He never held office in Georgia, so how could you "vet" him?
He ran for office, but lost with only 26% of the vote in a primary. Hopefully, that isn't what you meant by "vetted", because he'll need a bit more than that to win the nomination.
The other poster is right. Cain sounds good, but a lot of candidates sound good -- the argument is over their record in public office. Perry would sound like the perfect candidate if he wasn't talking about and explaining actions he took when he was a successful governor for 10 years.
Cain has some business executive experience, but not only is that entirely different from government executive experience, it also is private -- you have little visibility into the decisions he actually made.
A private executive, even one who runs a subsidiary like Cain started with and has to answer to superiors, is a dictatorship. As president, he made decisions, and they happened. He didn't have to compromise, didn't have to sell, didn't have to get someone to vote for most things. He may have had to convince a board of scared office-holders who thought their company was going under.
We already know that conservatives are scared to death of a President of the United States who acts like a dictator.
Anyway, "The elites are scared of him" is both a meaningless statement meant to sound serious but it isn't, and in fact it doesn't appear to even be true. Romney, who by any measure is the elite's candidate, LOVES Cain, and says nothing bad about him. I haven't seen any "elites" attacking Cain. Maybe they will later when he's the only candidate left other than Romney.
So, having "vetted" him in Georgia, how does Cain handle things when he has to compromise? We have no real evidence. We have ONE clue:
Cain supports the FairTax. Fairtax eliminates the income tax and replaces it with a sales tax. But Cain doesn't think we can pass the Fairtax. So before day one, before he even TRIES to push the plan he supports, he came up with a bastardized, hybrid version called "9-9-9", which he readily admits is sub-optimal, and is a compromise of what we CAN do. He hopes to get to the Fairtax later.
And then, within the 9-9-9 plan, whose biggest selling point is supposedly that we ALL have skin in the game, he exempted sales of used items, because the poor people can buy used things and not pay taxes. And then he added 'enterprize zones', where some preferred localities (based on I guess their ability to lobby for it) get to be tax-free, while their neighbors have to pay taxes.
This will "revililize" run-down places, but encouraging businesses to pull out of healthy, productive areas of the country and move to the places that couldn't support business. It rewards failure by giving it a tax break.
That is the ONE clue we have as to how Cain handles not being able to dictate his way.
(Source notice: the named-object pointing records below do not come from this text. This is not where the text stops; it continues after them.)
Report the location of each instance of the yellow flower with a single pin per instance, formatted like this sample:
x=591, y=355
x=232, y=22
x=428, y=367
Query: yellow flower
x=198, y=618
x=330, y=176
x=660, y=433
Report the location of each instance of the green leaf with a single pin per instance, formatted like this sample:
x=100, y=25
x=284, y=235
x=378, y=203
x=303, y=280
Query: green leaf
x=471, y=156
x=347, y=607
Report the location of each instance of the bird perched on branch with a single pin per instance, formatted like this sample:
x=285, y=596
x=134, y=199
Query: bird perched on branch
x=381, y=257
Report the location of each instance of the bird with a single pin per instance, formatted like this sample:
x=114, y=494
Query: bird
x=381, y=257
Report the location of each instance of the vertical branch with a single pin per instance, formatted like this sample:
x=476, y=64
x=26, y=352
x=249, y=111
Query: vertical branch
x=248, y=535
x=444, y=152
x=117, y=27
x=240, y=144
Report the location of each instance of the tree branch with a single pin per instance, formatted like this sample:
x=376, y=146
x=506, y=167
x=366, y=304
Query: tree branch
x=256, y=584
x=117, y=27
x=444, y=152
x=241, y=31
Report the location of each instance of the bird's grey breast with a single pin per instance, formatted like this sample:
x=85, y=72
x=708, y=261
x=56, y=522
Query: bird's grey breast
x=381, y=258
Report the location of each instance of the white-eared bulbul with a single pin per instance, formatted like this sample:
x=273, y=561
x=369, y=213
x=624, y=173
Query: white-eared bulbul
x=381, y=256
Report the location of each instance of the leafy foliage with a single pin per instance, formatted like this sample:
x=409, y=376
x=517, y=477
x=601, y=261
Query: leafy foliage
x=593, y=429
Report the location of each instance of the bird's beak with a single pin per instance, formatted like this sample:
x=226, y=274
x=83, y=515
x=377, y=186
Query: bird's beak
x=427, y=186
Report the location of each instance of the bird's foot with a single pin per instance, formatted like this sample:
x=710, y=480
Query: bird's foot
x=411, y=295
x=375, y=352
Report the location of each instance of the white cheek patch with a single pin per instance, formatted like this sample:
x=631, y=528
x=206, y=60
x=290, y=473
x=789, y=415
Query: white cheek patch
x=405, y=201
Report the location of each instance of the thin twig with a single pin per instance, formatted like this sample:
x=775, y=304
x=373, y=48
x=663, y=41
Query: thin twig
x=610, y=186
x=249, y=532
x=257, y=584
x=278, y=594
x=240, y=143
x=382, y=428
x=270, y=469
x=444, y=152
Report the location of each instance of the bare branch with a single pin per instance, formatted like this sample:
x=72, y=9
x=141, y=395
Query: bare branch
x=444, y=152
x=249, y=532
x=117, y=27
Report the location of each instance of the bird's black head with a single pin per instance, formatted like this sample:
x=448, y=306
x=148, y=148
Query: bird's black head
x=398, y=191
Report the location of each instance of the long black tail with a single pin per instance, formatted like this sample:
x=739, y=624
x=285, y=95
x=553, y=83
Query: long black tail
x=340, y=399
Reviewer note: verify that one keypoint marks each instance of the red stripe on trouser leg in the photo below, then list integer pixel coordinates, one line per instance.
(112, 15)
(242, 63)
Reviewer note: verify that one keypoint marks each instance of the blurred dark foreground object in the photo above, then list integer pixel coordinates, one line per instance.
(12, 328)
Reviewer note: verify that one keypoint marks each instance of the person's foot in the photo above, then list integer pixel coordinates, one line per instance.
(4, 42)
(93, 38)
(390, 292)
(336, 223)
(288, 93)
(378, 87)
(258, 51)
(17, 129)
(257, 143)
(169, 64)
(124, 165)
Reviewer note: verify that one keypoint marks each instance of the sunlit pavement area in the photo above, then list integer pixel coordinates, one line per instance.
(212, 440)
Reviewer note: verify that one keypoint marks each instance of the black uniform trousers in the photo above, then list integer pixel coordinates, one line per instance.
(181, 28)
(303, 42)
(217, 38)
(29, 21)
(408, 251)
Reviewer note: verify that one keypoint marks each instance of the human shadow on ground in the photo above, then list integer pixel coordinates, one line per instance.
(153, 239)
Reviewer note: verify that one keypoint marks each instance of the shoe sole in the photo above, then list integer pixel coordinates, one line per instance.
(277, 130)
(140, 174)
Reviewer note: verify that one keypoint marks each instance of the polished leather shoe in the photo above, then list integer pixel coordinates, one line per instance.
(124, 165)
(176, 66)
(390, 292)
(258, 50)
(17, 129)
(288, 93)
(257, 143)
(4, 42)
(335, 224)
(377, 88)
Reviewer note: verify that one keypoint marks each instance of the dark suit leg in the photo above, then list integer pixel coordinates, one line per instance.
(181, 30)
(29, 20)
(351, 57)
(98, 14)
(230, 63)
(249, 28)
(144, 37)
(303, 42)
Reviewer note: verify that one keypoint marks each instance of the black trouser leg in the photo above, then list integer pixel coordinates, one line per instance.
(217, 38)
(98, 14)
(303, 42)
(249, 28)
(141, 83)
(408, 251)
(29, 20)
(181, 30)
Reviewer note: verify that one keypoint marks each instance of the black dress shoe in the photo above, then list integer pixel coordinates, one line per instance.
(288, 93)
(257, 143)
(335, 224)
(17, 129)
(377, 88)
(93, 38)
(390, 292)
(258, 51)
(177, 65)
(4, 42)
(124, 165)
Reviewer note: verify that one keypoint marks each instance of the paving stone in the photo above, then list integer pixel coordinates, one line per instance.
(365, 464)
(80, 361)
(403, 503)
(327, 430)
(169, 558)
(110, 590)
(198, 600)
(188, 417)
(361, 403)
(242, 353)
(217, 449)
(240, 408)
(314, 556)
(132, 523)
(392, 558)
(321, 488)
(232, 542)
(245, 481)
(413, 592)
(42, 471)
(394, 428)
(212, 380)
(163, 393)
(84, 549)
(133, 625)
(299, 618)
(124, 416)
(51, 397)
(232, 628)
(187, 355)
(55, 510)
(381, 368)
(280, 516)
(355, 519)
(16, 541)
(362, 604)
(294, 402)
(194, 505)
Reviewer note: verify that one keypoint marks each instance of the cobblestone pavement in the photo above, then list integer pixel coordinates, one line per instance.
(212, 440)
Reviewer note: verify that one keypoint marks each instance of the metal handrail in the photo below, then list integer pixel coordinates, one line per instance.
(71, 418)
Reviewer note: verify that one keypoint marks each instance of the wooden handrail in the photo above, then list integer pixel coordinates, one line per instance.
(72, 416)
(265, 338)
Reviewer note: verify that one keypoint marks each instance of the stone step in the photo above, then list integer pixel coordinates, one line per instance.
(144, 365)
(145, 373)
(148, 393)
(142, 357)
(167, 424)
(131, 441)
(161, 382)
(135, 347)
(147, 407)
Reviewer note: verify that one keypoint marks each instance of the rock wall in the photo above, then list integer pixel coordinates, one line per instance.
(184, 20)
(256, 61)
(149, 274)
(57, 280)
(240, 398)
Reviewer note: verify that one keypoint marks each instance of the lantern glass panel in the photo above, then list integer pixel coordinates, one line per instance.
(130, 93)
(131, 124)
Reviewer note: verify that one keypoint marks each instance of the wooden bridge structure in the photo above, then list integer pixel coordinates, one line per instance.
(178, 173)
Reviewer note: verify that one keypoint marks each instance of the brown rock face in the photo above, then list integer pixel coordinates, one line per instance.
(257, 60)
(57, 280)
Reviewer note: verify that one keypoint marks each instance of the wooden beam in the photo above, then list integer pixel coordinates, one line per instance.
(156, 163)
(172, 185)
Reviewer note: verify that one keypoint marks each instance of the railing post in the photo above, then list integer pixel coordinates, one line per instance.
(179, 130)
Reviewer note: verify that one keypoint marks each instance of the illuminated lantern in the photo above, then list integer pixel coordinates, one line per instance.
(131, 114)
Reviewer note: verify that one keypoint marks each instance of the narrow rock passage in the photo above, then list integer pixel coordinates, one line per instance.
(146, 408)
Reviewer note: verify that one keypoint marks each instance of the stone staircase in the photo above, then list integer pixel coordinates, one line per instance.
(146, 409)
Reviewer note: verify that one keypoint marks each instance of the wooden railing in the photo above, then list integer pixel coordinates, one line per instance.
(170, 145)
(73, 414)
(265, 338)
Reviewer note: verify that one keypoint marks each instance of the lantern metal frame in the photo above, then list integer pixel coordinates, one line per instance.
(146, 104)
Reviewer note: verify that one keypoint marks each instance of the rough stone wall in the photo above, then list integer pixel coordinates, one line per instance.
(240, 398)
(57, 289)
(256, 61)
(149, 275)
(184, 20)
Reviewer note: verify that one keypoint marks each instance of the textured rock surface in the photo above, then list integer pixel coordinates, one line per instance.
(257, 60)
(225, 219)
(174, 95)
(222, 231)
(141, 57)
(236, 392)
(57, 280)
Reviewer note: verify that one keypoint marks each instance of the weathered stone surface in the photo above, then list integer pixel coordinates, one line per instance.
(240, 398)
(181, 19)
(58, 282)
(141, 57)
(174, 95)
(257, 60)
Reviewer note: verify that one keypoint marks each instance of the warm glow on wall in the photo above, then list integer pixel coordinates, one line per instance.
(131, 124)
Cain sounds great. He's a conservative talk show host on conservative radio, and he knows what his audience wants to hear, and so far as I can tell he truly believes everything he says. But we don't know how that will translate into governance, because he's never governed anything.
Can you do me a favor and give an example of a decision or a duty inherent to “governing” which is beyond the capabilities of a leader from the private sector?
Just found out something. Karl Rove jumped in to support Cains opponent in Georgia. He threw the Republican machine at him.
Maybe next time Karl Rove bloviates he should give FULL DISCLOSURE
We have vetted Cain by listening to him on the radio for years and has always been consistant which by the way we have heard more from him than either of our senators and he is 10 times the conservative they claim to be.